According to disclosures reaffirmed in May 2025, PIGL is evaluating various strategic options, including the possible sale of its 84.06% shareholding in ACPL. The company has received Public Announcements of Intention from several acquirers interested in acquiring up to 115.5 million shares, contingent on regulatory approvals.
Three acquisition proposals have formally emerged: joint offers by Fauji Foundation and Kot Addu Power Company, and by Cherat Cement and Shirazi Investments, as well as a standalone bid by Alpha Cement Company Ltd. A fourth interested party, Bestway Cement Ltd., submitted a non-binding offer but has not advanced to the next stage.
Based in Hub, Balochistan, ACPL holds a prominent position in the southern cement market with an installed capacity of 4.3 million tons, following a major 1.3 million-ton brownfield expansion completed in April 2024. The $100 million project increased ACPL’s market share in the region from 18% to 24%. Its coastal location enables competitive logistics for exports, positioning the company advantageously near key infrastructure and mineral developments, including those tied to the China-Pakistan Economic Corridor (CPEC) and Reko Diq.
ACPL has also made significant strides in energy efficiency. Through a mix of waste heat recovery, solar, coal-fired, and wind power sources—supplemented by a wind turbine added in March 2025—the company has slashed grid dependency to 10% and reduced power costs by approximately 35%.

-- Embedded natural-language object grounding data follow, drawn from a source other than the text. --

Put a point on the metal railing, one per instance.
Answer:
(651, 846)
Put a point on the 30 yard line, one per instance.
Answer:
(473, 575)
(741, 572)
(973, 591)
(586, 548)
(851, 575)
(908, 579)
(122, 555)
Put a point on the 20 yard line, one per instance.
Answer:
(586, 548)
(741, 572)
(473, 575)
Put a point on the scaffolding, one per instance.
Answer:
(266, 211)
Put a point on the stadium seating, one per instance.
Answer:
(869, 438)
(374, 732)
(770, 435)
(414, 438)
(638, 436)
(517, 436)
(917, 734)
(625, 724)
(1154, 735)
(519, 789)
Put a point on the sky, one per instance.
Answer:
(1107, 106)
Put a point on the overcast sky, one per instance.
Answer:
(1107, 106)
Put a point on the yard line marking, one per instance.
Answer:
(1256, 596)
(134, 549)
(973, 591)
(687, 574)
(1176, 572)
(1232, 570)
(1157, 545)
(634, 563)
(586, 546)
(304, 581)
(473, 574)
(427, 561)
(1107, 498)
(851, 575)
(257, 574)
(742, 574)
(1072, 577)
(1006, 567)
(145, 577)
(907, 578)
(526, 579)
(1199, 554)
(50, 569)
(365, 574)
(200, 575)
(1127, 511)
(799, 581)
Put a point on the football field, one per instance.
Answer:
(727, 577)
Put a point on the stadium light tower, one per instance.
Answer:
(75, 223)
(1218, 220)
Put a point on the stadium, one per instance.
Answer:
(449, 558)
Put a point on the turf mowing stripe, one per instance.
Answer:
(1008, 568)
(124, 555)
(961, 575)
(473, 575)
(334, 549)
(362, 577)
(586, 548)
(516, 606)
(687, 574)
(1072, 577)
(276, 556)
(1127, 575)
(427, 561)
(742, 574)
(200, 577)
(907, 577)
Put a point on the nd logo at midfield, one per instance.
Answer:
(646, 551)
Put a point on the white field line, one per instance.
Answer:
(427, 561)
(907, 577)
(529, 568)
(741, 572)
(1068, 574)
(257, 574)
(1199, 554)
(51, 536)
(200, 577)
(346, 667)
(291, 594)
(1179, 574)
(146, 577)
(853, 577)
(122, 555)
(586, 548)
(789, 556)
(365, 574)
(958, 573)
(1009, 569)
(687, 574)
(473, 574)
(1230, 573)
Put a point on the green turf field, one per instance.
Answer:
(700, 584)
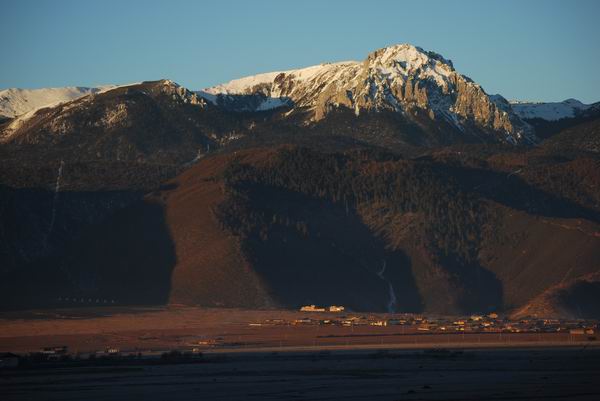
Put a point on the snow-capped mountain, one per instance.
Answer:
(401, 78)
(15, 102)
(549, 111)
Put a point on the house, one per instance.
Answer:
(312, 308)
(61, 350)
(8, 360)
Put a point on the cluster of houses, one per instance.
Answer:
(421, 324)
(314, 308)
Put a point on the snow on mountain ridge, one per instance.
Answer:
(402, 78)
(15, 101)
(551, 111)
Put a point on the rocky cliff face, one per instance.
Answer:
(402, 78)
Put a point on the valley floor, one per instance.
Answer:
(514, 374)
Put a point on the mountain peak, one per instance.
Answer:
(411, 56)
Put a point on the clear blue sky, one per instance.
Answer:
(536, 50)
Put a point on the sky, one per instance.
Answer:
(542, 50)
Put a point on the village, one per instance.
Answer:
(324, 327)
(415, 323)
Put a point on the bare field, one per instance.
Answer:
(230, 330)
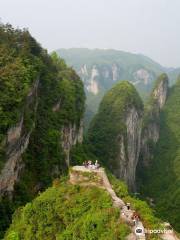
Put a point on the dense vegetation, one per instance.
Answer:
(162, 180)
(109, 122)
(128, 65)
(22, 64)
(67, 212)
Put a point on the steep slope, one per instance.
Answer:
(41, 112)
(161, 179)
(116, 129)
(151, 120)
(101, 69)
(67, 212)
(84, 210)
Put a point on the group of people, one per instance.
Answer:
(89, 164)
(135, 216)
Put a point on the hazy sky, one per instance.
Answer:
(150, 27)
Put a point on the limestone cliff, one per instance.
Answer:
(115, 132)
(151, 128)
(16, 143)
(71, 135)
(129, 147)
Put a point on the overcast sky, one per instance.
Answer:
(150, 27)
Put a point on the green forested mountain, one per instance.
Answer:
(70, 212)
(161, 179)
(127, 138)
(101, 69)
(114, 131)
(41, 104)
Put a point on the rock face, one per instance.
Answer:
(71, 135)
(150, 132)
(129, 147)
(17, 141)
(116, 131)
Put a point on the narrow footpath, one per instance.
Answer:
(125, 214)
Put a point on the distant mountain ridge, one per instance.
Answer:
(101, 69)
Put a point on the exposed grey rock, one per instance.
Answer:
(16, 143)
(129, 147)
(71, 134)
(150, 133)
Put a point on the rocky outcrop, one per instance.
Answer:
(151, 128)
(92, 84)
(71, 134)
(129, 147)
(16, 142)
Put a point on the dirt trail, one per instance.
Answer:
(125, 214)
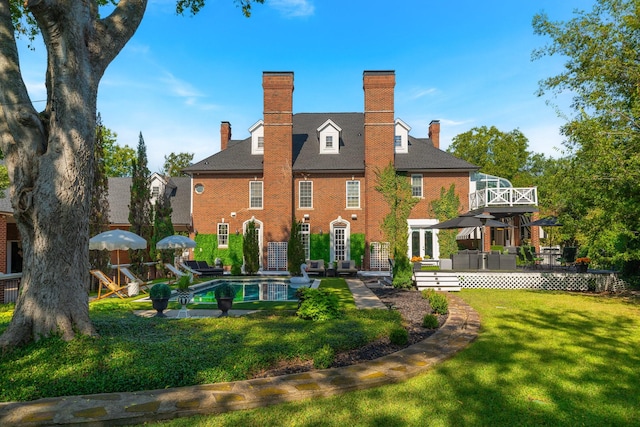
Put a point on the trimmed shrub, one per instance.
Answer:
(317, 304)
(324, 357)
(430, 321)
(439, 303)
(399, 336)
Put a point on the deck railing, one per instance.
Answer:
(9, 284)
(502, 196)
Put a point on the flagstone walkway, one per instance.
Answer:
(129, 408)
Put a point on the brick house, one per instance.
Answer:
(319, 168)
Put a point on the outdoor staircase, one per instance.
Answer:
(437, 280)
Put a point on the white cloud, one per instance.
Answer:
(293, 8)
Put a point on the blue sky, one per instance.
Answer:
(466, 63)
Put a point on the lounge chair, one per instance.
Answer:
(347, 268)
(190, 270)
(110, 286)
(143, 285)
(176, 273)
(316, 266)
(204, 269)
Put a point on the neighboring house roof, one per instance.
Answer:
(120, 197)
(237, 156)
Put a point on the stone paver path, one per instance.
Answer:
(460, 329)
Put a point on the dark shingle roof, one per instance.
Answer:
(306, 150)
(423, 156)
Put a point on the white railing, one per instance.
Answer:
(503, 197)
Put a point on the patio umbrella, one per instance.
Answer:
(117, 240)
(468, 221)
(176, 242)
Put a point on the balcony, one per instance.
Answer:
(503, 196)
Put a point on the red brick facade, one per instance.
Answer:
(225, 195)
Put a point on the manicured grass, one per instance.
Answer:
(542, 358)
(137, 353)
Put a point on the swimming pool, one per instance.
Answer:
(256, 289)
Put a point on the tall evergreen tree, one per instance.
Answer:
(99, 208)
(162, 227)
(396, 191)
(295, 249)
(251, 249)
(140, 205)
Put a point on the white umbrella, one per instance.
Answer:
(176, 241)
(116, 240)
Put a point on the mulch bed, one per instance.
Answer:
(412, 307)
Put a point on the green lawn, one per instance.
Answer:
(137, 353)
(542, 358)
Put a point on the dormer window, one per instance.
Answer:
(329, 137)
(257, 137)
(401, 138)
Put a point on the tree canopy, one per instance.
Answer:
(598, 186)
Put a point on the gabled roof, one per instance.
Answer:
(422, 155)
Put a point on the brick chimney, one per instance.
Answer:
(278, 154)
(434, 132)
(379, 131)
(225, 135)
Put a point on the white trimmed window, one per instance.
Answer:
(223, 235)
(353, 194)
(255, 194)
(305, 195)
(416, 185)
(305, 229)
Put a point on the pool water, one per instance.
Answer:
(252, 290)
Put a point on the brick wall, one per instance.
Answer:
(379, 131)
(278, 135)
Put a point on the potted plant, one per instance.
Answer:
(582, 264)
(225, 293)
(159, 296)
(184, 293)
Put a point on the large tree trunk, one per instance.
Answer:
(49, 157)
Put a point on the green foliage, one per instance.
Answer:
(162, 227)
(140, 205)
(438, 302)
(358, 247)
(184, 282)
(99, 207)
(225, 290)
(430, 321)
(323, 358)
(174, 163)
(596, 192)
(251, 250)
(498, 153)
(160, 290)
(317, 304)
(319, 246)
(444, 208)
(396, 191)
(295, 249)
(399, 336)
(402, 272)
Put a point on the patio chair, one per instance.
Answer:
(142, 284)
(188, 269)
(347, 268)
(315, 266)
(176, 273)
(110, 286)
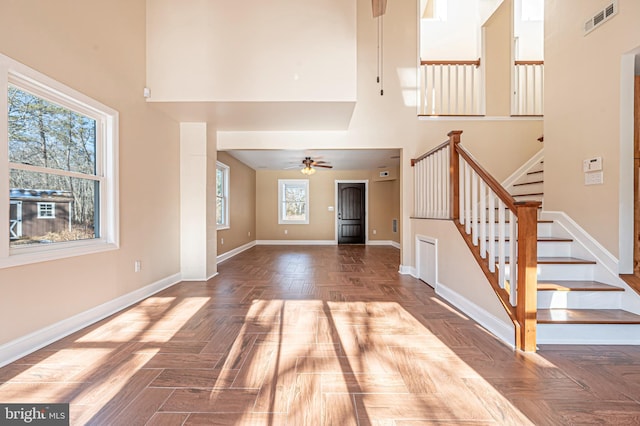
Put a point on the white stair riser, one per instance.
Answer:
(566, 272)
(592, 334)
(544, 230)
(547, 249)
(528, 189)
(579, 299)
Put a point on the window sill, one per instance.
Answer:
(21, 257)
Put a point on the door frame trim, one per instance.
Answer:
(366, 207)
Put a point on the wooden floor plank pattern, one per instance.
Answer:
(317, 336)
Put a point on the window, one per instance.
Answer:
(293, 201)
(59, 145)
(46, 210)
(222, 195)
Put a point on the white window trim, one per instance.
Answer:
(281, 185)
(226, 196)
(106, 164)
(53, 210)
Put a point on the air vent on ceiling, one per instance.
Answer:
(601, 17)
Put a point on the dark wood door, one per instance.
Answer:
(351, 213)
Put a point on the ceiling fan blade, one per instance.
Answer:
(379, 7)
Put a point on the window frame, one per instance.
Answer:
(282, 183)
(226, 222)
(38, 84)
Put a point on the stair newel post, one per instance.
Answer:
(454, 174)
(526, 309)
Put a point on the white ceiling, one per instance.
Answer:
(362, 159)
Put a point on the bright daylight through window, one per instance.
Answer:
(60, 169)
(293, 201)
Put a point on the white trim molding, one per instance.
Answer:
(296, 242)
(500, 329)
(24, 345)
(383, 243)
(235, 251)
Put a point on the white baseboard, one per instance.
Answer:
(408, 270)
(383, 243)
(296, 242)
(24, 345)
(500, 329)
(235, 251)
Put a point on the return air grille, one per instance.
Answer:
(601, 17)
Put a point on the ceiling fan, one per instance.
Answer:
(309, 165)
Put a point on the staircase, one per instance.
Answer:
(579, 301)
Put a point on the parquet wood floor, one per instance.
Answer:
(317, 336)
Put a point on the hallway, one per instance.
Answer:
(317, 335)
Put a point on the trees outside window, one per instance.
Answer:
(60, 150)
(293, 201)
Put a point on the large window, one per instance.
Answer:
(59, 164)
(293, 201)
(222, 195)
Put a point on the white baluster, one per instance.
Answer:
(474, 207)
(492, 231)
(467, 198)
(501, 244)
(483, 219)
(513, 258)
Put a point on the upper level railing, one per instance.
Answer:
(451, 88)
(501, 232)
(528, 90)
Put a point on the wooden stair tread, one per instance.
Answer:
(528, 183)
(576, 286)
(587, 316)
(561, 261)
(544, 239)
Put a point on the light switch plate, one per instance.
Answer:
(592, 164)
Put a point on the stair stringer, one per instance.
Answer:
(604, 270)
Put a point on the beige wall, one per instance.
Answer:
(584, 112)
(497, 60)
(322, 222)
(390, 121)
(242, 205)
(97, 48)
(384, 206)
(245, 51)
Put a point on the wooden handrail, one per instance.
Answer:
(433, 151)
(528, 62)
(451, 62)
(504, 195)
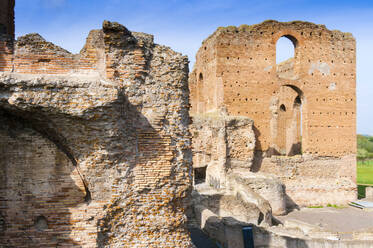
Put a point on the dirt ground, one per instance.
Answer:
(345, 220)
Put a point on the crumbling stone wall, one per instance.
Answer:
(221, 144)
(95, 147)
(305, 106)
(242, 62)
(7, 18)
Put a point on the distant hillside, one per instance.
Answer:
(364, 147)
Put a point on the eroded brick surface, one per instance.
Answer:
(305, 106)
(95, 147)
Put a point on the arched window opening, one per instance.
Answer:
(287, 122)
(285, 55)
(200, 175)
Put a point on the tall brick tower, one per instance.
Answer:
(7, 18)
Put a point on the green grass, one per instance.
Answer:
(364, 176)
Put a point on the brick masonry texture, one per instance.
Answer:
(304, 109)
(95, 147)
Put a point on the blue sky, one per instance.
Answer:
(183, 25)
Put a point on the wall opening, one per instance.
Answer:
(288, 122)
(200, 175)
(285, 56)
(200, 94)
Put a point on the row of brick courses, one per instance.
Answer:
(117, 113)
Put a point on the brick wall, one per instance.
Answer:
(324, 72)
(101, 154)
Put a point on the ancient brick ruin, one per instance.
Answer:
(94, 147)
(303, 110)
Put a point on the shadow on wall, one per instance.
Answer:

Despite these improvements, ACPL continues to trade at a discount to both its own expansion costs and peer valuations. Its implied enterprise value per ton (EV/ton) stands at $40—nearly half the $78/ton cost of its latest expansion and below the $60–80/ton replacement cost range seen across the sector. In comparison, Bestway Cement and Lucky Cement are trading at $61 and $97 EV/ton, respectively.
Analysts note that acquiring ACPL may offer strategic buyers a cost-efficient and expedient avenue to scale operations, particularly given improving macroeconomic conditions, stronger sector balance sheets, and historical post-acquisition re-ratings in the cement space.
While export volumes remain a cornerstone of ACPL’s operations, particularly in regional markets like Bangladesh and Sri Lanka, the company continues to pursue opportunities to enhance domestic market alignment with its production capacity.
The acquisition process remains ongoing as stakeholders await regulatory clearance and further developments.